The Volkswagen Group is one of the world’s leading automobile manufacturers, and the largest carmaker in Europe, delivering almost 10 million cars to customers each year. This corresponds to a market share of the world passenger car market of almost 13%. Employing over 15,000 people, Volkswagen’s primary transmission site at Kassel supplies almost four million manual and automatic transmissions every year, and includes Europe’s largest light-alloy foundry to produce aluminum and magnesium housing components. The Kassel plant also reconditions old engines and gearboxes, and manufactures 3.5 million exhaust systems each year.
Volkswagen engineers at Kassel have used RomaxDESIGNER software to support transmission manufacturing for more than four years. “It’s important for the effective manufacture of gearboxes that you use a process that is not too costly” says Juri Kniss, calculations engineer at Volkswagen. “Some parameters are cheap to control, others are expensive. We want to look at all these parameters and examine the influence of variations in the production process. Romax provides the ability to look at the whole system, rather than individual components alone.”
At its Kassel plant, Volkswagen engineers use RomaxDESIGNER on a range of standard and non-standard investigations to support the effective production of manufactured gearboxes and to ensure the required quality has been achieved.
“We’ve used RomaxDESIGNER for more than four years,” says Kniss. “As a factory site, our focus is not to design gear sets, it’s to ensure the gearboxes we manufacture are consistently of the required quality. With RomaxDESIGNER we can assess the effects of gear manufacturing variability within a fast and accurate simulation.” He describes RomaxDESIGNER as “an important element in a ‘tool chain’ that includes other less specialized CAE packages.” In this case, engineers at Kassel use RomaxDESIGNER to analyze existing designs and assess how the tolerance variability of gear micro-geometry will impact on the NVH of the finished gearbox. “Romax allows us to do this by integrating rapid modeling and analysis of gears, shafts, bearings and housings within a single gearbox model to predict how components interact with each other.”

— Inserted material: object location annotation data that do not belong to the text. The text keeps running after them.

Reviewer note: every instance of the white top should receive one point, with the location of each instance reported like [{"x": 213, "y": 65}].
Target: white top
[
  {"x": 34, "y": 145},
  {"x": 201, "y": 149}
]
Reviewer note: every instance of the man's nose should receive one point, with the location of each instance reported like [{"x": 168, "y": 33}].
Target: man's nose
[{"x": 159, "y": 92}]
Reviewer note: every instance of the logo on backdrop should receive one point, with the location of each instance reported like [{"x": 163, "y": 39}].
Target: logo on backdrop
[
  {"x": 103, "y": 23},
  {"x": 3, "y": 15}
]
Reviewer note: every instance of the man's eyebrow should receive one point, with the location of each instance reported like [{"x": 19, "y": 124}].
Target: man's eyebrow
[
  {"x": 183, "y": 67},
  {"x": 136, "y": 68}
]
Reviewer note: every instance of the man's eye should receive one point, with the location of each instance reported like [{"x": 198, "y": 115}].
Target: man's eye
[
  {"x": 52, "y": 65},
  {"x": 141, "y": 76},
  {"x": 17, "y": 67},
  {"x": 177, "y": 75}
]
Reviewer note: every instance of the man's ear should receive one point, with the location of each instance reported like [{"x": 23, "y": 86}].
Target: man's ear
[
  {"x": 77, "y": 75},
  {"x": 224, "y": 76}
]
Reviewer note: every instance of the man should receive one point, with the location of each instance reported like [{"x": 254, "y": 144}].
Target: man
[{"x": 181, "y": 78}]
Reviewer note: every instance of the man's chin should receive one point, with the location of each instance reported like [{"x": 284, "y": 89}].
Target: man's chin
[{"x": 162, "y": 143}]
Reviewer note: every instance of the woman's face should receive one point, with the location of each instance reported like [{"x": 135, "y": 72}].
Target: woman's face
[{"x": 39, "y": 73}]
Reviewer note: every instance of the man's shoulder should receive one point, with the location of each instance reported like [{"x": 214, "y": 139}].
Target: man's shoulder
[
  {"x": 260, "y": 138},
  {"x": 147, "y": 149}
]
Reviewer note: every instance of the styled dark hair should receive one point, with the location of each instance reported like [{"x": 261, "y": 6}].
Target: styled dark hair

“We have also recently used RomaxDESIGNER to predict bearing preloads required for a new EV gearbox, which we achieved by calculating the interaction between three shafts and the electric motor,” Kniss explains, “and to look at which rings to mount in the factory. The housing hasn’t a great degree of stiffness, leading to complex interactions. So we want to change the bearing preloads and see the effects, to identify the correct settings to use when manufacturing the gearbox. To validate the methodology we set up a test rig to compare results and were able to see that Romax provided a good validation.”
As part of the same project, RomaxDESIGNER was also used to analyze the fit between the motor stator and the gearbox housing, to predict any housing deformations and the resulting effects on the gears and bearings.
During the gearbox assembly the stator is fitted into the housing. This results in an interference fit and a degree of deformation of the housing, which causes some displacement of the gearbox bearings. The interference fit was modeled externally and the bearing displacements then applied as preloads to the Romax model. “In this case, we had a highly detailed model that we could apply to all of the bearings, to examine the effects of the interference fit,” Kniss says, “with different shaft misalignment predictions being evident along with different contact patterns for most of the gear sets.”
“We took the Romax misalignment predictions and passed them to our colleagues in Wolfsburg to support optimization of the gears, so they could apply this to calculate new micro geometry, to reduce noise and improve durability and so on,” states Kniss.
Summarizing their analysis work to date, Kniss adds, “The main benefit of using RomaxDESIGNER at the Kassel transmission plant is that we can build complex models that reflect the whole system, and we get good results. We can build several models if needed and use Romax to predict the effects of different tolerances so we can work out which ones we should focus on.”